今日は午前中に、単行本の著者である児童文学作家に電話した。
このブログで「プレミアムフローズントロピカル」のエピソードをご紹介した、彼女である。
あの後、体調をくずされたとうかがい、お願いしているお仕事の締め切りを遅らせたりしたのだけれど、
思いのほか早く、お仕事を仕上げてくださったので、そのお礼の電話をしたのだ。
彼女と電話で話すのは、あの日、小田原駅で別れて以来だった。


「もしもし」と言うなり、
「あー、あなたと話がしたいとずっと思っていたの!」
と言われた。
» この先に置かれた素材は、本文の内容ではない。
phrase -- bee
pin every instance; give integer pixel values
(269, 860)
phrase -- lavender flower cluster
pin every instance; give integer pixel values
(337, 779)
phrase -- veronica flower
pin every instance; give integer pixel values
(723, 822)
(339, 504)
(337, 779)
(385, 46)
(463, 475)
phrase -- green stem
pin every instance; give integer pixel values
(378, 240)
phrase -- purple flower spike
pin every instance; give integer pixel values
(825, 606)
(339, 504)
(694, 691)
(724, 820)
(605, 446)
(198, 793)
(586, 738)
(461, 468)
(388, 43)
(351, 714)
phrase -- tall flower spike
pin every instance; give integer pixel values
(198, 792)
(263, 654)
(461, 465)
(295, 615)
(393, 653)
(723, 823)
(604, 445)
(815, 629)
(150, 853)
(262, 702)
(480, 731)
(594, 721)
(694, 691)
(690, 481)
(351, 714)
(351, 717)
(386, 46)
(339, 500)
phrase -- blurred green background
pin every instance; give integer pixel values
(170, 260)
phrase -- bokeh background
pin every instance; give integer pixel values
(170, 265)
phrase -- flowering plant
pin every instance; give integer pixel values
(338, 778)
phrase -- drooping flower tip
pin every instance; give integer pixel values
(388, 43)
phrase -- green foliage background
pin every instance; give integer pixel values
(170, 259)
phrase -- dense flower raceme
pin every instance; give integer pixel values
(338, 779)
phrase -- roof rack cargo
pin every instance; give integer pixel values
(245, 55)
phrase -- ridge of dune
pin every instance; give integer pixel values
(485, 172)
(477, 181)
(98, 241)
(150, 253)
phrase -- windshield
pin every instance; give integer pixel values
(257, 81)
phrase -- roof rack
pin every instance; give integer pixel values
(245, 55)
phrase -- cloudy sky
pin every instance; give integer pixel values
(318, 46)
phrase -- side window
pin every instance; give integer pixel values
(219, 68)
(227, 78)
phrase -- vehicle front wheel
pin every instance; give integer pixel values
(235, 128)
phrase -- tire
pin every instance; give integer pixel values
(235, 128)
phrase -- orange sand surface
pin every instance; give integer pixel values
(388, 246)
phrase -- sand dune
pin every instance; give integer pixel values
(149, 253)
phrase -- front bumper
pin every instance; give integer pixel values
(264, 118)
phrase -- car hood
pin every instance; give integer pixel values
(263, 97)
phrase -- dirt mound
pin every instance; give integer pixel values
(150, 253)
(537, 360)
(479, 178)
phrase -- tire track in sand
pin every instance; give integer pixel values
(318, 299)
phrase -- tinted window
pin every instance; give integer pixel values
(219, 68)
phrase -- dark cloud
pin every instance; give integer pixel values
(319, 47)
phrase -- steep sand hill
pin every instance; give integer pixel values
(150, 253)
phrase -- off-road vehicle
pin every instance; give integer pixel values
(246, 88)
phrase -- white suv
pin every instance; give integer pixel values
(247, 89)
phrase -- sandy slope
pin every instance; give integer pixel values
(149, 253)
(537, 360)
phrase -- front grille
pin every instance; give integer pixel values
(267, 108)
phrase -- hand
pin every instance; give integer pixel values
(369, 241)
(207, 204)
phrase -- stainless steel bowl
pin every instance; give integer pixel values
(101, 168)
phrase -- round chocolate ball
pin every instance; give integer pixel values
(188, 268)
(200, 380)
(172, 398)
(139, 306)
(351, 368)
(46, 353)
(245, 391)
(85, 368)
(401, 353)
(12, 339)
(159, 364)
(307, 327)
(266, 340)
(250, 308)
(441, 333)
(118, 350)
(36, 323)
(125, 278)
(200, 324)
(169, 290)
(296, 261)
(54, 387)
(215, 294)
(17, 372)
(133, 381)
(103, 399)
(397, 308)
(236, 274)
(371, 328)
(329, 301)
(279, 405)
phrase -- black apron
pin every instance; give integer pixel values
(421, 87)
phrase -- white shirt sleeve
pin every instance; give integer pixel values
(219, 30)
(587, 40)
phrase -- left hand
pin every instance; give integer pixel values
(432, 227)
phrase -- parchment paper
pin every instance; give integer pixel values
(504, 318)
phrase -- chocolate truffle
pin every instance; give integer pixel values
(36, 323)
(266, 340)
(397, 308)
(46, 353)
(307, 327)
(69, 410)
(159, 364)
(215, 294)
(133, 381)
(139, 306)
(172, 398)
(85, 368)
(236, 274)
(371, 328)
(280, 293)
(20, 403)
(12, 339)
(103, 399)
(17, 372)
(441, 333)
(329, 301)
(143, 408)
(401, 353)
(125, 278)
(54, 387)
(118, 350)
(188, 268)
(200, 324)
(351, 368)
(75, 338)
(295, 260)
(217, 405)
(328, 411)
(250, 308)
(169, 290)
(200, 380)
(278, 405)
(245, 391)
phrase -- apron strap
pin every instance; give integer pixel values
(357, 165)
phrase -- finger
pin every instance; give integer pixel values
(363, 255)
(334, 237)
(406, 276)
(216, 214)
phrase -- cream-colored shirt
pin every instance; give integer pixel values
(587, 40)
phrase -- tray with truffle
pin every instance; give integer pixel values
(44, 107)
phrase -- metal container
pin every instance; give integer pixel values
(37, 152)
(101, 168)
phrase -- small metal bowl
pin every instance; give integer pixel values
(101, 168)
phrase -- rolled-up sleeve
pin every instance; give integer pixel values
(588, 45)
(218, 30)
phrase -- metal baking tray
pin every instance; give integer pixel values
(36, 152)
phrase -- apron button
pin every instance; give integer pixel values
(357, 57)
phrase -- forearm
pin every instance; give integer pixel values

聞けば、言い忘れたことがあった、どうしても言っておきたいことがあって、気になっていたのだ、という。
「あのね、あなたは、ものを書く人になれると思うの」と彼女は言った。
えーっ!と思い、感動もして、ちょっと泣きそうになった。
尊敬する作家さんに、そんなことを言われるなんて、ほんとうに、感涙ものである。
あの日、わたしは彼女といろいろな話をしたのだけれど、その会話の途中で、
「わたしは子どもの頃、作家になりたかったんです」という話をした。
「でも、着想がないから、オリジナルは書けないと思って、それで翻訳を……」と。
今日の電話で彼女が言っているのは、そのときのことだった。


うれしかったのは、彼女がそう思った根拠として、
「あなたは前に、自分は人間に対してしつこくて、この人!と思うと相手がびっくりするくらいいれこむって言ってたでしょう。
 そのときに、ああ、この人はものを書く人になれるなあと思った」と言ったこと。
小説(物語)を書くということの大変さを、わかりすぎるほどわかっているはずの彼女が、
「どうしても言っておきたいこと」として、その言葉をくれたということが、
別に今から作家をめざすとかそういうことじゃなくて、
なんていうのかな、自分を、というか、今自分がやっていることや大切にしていることを、
ものすごく大きなスケールで肯定してもらったような感じがして、うれしかったのだ。


午後は編集会議。
今は著者と話すのも、編集部内で議論するのも、ただ、楽しい。
編集部のチーム内の雰囲気もよくて、みんなお互いに協力的ではりきっているから、
今日は会議開始の1時間前には、会場設営から資料準備まで、ほぼできあがってしまった。
これから先、忙しくなってくると、お互いにピリピリして、そんなに「仲良し」ではいられないかもしれないけれど、
できることならこの雰囲気を持続して、気持ちよく会社生活を送りたいものだ。


会議後の懇親会では、村上春樹小川洋子などの現代作家のことを話す。
読んでいない作品が話題になったりすると、ちょっと悔しいような気持ちになる。
これからまた、せっせと短篇を読みあさることになるのだろう。
そういうときって反動のように、大長編小説が読みたくなるんだよね。
今、鞄に入っている携帯本は、だいぶ前に買った、ウィリアム・トレヴァー『密会』。
大人の小説を読みたい気分なので。